Thai banks struggle to boost loan growth despite GDP hike
No thanks to loans growing by 0.5x nominal GDP in 2017.
Compared to previous Thai banks’ loan growth of about 1.5-2.0x nominal GDP, loans in 2017 only grew by 0.5x nominal GDP, Maybank Kim Eng reports. The weak loan growth is the main reason why banks may not fully benefit from the accelerating GDP growth.
Here’s more from Maybank Kim Eng:
We have been reiterating that higher competition from the bond market has led to lackluster bank loan growth. Even though we expect somewhat an improvement in corporate loan growth due to the construction of various infrastructure investments in the pipeline, corporate loans may not grow as fast as it should have. We project aggregated loans will accelerate to 6.7% in 2018 vs. 4.9% in 2017.
Without help from rate hike (we expect no policy rate change this year), net interest income may remain weak. Higher competition and stringent regulations will curb banks’ yields too, in addition to the change in loan mix towards low-yield corporate loans.
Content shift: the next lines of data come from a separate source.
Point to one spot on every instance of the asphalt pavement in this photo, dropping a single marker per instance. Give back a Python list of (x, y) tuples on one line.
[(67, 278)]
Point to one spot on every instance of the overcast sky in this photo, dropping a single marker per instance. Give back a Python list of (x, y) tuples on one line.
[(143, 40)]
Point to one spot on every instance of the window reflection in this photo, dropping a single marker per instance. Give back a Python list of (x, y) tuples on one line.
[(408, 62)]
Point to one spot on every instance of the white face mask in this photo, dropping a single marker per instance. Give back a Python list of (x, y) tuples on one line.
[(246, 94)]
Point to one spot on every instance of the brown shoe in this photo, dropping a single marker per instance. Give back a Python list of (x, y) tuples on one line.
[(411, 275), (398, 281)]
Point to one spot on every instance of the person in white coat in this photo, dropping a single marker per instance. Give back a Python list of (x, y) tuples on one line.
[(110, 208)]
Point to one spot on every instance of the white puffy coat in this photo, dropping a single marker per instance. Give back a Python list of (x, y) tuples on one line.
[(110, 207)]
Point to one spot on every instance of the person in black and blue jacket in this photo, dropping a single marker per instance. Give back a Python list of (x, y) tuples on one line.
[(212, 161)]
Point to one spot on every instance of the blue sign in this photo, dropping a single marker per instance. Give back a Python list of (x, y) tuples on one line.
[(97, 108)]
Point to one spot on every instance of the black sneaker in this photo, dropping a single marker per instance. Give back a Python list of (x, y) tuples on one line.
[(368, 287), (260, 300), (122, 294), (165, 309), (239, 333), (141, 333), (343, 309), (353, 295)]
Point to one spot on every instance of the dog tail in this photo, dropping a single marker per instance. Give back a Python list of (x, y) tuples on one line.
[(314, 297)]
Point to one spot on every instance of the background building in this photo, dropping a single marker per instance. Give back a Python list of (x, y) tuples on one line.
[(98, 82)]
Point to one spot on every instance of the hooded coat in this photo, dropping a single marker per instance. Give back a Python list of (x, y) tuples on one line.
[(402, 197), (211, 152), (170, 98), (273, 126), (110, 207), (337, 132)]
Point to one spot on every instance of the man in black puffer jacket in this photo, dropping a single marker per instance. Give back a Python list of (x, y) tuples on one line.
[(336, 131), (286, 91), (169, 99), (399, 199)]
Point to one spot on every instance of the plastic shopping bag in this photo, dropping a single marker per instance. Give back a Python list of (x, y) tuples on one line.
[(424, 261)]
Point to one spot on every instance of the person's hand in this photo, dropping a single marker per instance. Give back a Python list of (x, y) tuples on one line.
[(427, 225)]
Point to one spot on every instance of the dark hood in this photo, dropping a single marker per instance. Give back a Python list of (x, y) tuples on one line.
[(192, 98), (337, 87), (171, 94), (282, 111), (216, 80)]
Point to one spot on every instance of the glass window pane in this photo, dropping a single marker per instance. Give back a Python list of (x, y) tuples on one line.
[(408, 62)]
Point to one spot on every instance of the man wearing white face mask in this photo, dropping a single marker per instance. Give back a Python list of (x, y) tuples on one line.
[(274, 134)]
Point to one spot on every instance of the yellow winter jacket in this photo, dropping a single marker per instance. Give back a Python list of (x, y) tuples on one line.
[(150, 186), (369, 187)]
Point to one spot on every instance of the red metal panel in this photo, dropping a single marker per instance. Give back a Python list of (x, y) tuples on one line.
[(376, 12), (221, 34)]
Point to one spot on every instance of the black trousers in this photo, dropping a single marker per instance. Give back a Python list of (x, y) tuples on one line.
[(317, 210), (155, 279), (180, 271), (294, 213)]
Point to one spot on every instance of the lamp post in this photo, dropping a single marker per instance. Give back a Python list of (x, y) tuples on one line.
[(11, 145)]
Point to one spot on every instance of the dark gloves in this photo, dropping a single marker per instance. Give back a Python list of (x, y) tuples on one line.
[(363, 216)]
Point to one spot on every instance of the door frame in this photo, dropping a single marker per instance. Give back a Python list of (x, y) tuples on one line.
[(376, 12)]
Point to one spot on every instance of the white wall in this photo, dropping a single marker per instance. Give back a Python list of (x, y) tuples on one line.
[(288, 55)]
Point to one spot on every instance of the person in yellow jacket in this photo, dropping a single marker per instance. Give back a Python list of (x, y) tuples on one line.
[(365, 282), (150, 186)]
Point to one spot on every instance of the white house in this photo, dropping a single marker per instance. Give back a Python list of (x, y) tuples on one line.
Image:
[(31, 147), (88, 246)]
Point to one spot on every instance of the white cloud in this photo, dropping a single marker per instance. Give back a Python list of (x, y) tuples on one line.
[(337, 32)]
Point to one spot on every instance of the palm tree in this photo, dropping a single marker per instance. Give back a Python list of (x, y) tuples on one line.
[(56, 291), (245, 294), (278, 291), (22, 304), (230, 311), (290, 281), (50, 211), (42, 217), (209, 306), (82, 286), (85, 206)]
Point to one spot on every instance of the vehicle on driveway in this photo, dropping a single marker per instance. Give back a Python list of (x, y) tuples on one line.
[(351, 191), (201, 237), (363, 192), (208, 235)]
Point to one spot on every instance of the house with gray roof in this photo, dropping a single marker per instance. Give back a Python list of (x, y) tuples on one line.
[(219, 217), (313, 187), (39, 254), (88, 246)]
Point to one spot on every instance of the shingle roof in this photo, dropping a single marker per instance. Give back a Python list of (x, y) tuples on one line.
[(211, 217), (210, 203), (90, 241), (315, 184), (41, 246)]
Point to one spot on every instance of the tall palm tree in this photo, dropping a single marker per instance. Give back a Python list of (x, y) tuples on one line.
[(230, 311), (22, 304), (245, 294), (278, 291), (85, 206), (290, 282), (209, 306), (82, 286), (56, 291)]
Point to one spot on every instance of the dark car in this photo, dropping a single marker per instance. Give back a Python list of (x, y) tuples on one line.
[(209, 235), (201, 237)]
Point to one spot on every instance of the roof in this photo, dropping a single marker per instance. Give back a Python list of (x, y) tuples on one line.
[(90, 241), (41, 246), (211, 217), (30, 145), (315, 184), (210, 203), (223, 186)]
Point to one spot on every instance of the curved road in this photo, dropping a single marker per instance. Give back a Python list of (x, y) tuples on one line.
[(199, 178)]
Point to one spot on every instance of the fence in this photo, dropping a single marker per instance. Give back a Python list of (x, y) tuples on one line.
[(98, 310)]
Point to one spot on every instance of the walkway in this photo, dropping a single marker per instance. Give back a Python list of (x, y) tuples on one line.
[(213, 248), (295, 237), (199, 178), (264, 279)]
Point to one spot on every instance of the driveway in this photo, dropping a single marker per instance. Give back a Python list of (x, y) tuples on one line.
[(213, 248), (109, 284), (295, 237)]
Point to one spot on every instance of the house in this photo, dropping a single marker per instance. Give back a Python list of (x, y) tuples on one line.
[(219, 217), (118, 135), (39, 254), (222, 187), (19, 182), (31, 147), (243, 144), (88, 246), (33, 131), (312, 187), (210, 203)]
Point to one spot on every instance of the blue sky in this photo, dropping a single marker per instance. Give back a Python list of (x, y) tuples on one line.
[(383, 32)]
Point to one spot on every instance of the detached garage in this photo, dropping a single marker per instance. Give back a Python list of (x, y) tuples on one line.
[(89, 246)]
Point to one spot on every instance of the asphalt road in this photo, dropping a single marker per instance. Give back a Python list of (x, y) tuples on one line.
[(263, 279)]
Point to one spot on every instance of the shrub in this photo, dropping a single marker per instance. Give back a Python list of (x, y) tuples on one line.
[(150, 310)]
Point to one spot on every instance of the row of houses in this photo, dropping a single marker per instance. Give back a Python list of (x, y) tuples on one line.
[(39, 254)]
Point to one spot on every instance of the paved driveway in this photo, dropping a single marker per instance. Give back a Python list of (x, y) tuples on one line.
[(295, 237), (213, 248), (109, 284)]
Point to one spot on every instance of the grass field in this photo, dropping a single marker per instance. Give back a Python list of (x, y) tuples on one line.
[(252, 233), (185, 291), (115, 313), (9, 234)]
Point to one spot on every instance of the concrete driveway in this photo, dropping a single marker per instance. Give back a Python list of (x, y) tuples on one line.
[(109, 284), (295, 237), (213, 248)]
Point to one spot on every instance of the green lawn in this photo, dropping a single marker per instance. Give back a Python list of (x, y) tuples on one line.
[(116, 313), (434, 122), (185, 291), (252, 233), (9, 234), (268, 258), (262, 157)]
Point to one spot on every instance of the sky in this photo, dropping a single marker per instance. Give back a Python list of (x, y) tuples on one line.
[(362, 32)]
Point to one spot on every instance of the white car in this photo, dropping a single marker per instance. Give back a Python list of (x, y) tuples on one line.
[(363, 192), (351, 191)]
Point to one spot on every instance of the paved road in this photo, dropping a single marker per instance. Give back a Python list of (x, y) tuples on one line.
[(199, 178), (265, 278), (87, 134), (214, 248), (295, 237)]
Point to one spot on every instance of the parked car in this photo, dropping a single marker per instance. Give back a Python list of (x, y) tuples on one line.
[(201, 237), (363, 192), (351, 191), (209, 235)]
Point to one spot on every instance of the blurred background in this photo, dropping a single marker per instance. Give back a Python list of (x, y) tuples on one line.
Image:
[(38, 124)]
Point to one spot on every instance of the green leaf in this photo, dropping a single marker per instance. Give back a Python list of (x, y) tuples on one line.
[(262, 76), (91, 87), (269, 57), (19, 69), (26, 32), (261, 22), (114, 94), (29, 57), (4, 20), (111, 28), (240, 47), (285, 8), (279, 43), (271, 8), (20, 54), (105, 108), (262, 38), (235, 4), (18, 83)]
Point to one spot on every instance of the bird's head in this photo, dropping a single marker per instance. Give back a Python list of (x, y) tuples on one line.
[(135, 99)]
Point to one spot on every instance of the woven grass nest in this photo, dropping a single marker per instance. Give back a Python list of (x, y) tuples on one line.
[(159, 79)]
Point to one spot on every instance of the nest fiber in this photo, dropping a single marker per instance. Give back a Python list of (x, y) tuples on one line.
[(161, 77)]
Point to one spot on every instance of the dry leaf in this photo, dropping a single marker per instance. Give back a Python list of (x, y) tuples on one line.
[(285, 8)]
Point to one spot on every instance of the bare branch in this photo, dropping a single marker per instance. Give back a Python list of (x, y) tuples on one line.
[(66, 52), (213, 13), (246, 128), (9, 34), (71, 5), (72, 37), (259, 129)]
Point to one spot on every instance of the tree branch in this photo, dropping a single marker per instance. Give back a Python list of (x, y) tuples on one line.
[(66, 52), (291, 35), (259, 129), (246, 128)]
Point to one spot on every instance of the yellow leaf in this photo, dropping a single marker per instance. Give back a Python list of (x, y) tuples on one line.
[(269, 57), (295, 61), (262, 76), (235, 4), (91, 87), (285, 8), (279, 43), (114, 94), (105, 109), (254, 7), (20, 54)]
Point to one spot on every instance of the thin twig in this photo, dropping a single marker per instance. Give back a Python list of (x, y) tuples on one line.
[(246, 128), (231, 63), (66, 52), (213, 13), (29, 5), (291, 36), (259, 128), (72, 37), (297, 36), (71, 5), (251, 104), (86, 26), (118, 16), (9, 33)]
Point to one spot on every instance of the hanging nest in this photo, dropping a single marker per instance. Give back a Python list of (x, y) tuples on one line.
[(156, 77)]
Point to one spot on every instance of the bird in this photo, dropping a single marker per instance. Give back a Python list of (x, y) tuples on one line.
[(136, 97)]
Cutting funding cost appears to be the only way to expand NIM. But deposit rates are very low (zero in some deposit products) and CASA is already high in many banks, thus cutting funding cost also looks challenging. Hence, net interest income should grow only moderately for most banks. Banks need non-organic growth to expand profitability. In this regard, we like TISCO (new business from SCBT) and BBL (bancassurance partnership with AIA).